Dante, Cavalcanti, Gunizzelli e gli altri stilnovisti avrebbero cercato, così, attraverso l’esperienza d’incontro carnale e visivo con la donna, la propria strada – personalissima ed individuale – verso l’essenza delle cose, oltre il sipario della materia. Ciò che li accomunava, quindi, non era tanto il percorso intrapreso, che si dipanava in modo differente a seconda delle tappe realizzate e delle emozioni provate, né l’intuizione propulsiva alla “luce”, quanto le modalità attraverso cui perseguire l’ispirazione della propria coscienza. Un simbolismo per l’appunto “esoterico” – sempre nel senso di “interno” – finì così col sottendere, secondo i critici sopra citati, un modus scrivendi condiviso, veicolo di una tradizione millenaria da tramandare in un linguaggio cifrato. Convergendo con l’idea secondo cui l’intera Natura sarebbe ammantata da un codice che, lì dove svelato, condurrebbe a Dio o, quanto meno, aprirebbe nuovi varchi alla Sua conoscenza (si legga, a tal riguardo, nel Theologicorum di T. Campanella: “La natura è il libro dei libri, il codice primo, superiore a tutti gli altri, compresa la Bibbia, che Dio ci ha concesso perché avevamo bisogno di un codice piú facile.”) e richiamando il concetto di archetipo, Luigi Valli, nel suo libro, si propone di decifrare le allegorie nascoste nel linguaggio degli stilnovisti e di recuperarne il legame coi dettami insiti alla filosofia dei Fedeli d’Amore. L’amore stesso diventa, così, amore per la sapienza suprema; la donna diventa l’iniziata, il Fedele d’Amore; la Madonna è la Sapienza stessa; l’atto del piangere diventa simulazione di appartenenza alla Chiesa ufficiale, ecc…
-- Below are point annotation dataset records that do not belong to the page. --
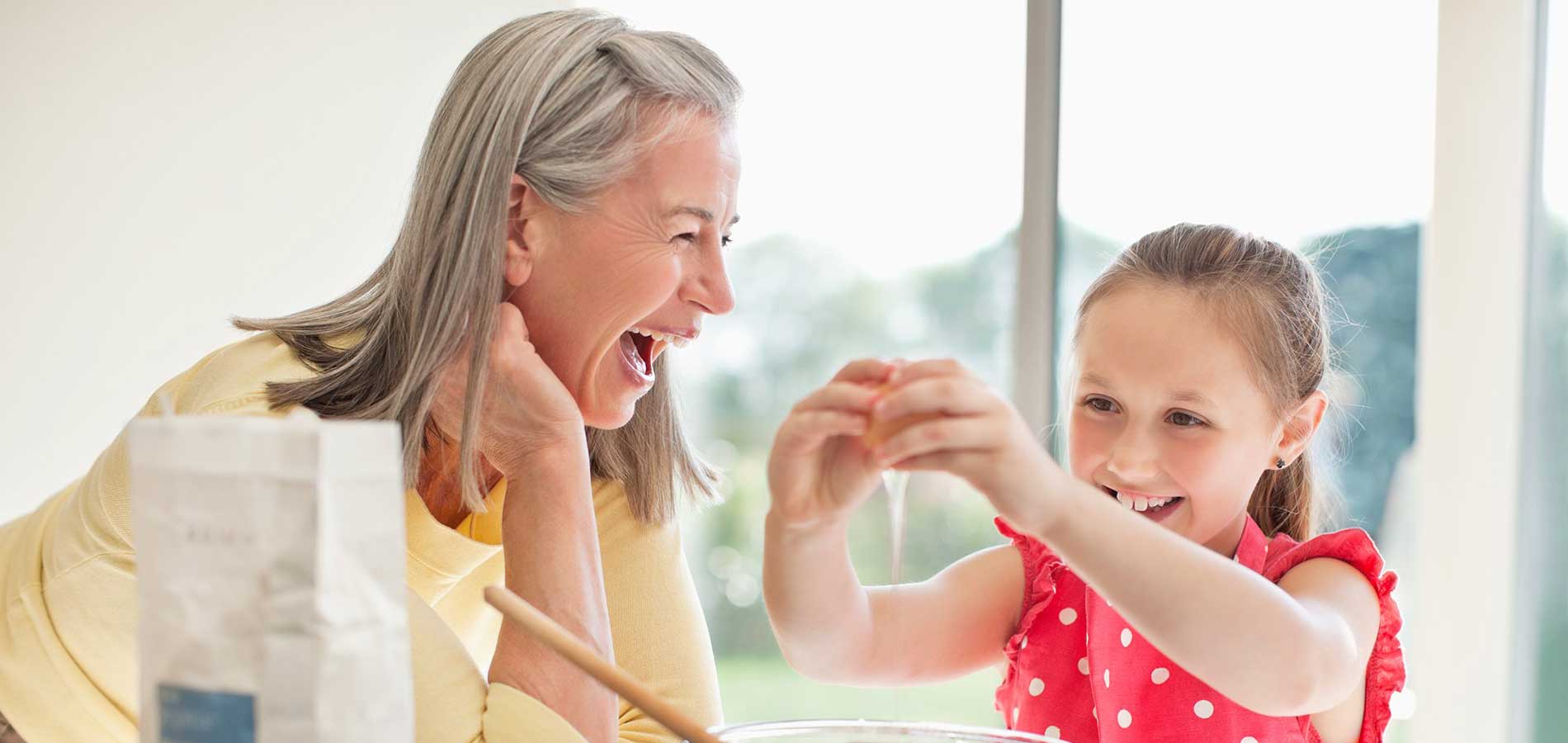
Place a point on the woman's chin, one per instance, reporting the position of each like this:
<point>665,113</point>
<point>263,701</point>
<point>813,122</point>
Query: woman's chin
<point>609,416</point>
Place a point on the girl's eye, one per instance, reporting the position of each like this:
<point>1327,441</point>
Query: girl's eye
<point>1098,403</point>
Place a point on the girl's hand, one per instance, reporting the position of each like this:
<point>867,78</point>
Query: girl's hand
<point>974,434</point>
<point>526,409</point>
<point>820,469</point>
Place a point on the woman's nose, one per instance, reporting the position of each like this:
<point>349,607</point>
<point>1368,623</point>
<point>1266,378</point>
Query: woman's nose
<point>707,282</point>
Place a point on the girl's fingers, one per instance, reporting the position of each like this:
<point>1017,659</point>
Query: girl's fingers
<point>941,434</point>
<point>841,397</point>
<point>946,395</point>
<point>864,372</point>
<point>928,369</point>
<point>940,461</point>
<point>810,428</point>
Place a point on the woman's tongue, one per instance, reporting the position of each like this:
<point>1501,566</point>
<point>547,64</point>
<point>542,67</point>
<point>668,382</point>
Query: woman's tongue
<point>635,348</point>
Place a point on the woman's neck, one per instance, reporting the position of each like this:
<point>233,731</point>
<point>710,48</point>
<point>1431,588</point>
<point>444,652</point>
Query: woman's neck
<point>438,481</point>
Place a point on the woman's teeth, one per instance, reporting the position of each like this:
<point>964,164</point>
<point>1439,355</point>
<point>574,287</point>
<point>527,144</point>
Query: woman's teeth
<point>674,340</point>
<point>1141,504</point>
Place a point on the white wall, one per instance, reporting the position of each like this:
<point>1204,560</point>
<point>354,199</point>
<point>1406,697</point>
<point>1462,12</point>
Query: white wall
<point>168,165</point>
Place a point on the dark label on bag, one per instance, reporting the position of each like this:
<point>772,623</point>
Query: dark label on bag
<point>191,715</point>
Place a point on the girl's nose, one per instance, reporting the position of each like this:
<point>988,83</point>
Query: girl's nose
<point>1132,455</point>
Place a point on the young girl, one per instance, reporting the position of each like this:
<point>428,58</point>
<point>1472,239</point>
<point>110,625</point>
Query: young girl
<point>1169,587</point>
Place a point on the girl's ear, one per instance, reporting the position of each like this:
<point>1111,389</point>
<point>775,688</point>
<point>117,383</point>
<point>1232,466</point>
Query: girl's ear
<point>1299,428</point>
<point>522,209</point>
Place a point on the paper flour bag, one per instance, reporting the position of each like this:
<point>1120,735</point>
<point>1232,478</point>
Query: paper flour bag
<point>270,580</point>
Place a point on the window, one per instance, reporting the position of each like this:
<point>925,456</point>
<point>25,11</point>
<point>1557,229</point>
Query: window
<point>1308,124</point>
<point>881,170</point>
<point>1543,556</point>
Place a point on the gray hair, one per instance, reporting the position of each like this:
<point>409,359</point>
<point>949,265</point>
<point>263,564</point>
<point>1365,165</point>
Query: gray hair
<point>566,101</point>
In questo contesto la Divina Commedia di Dante, analizzata in ogni minimo dettaglio dalle più disparate scuole di pensiero, si trasformerebbe nel racconto di un cammino iniziatico che comincia nelle viscere della terra (allegoria del VITRIOL alchemico: Visita Interiora Terrae, Rectificando Invenies Occultum Lapidem, visita le viscere della terra e, seguendo la retta via, correggendoti, troverai la pietra occulta) – dove l’animo umano si trova al livello più basso dello stadio evolutivo e le passioni, i sentimenti e i difetti di mescono in un massa informe e caotica –, passa attraverso la purificazione dalle scorie – che preannuncia la liberazione finale – e conduce alla dimensione empirea, imbevuta di luce, dove l’anima può riconciliarsi con la sua fonte: Dio.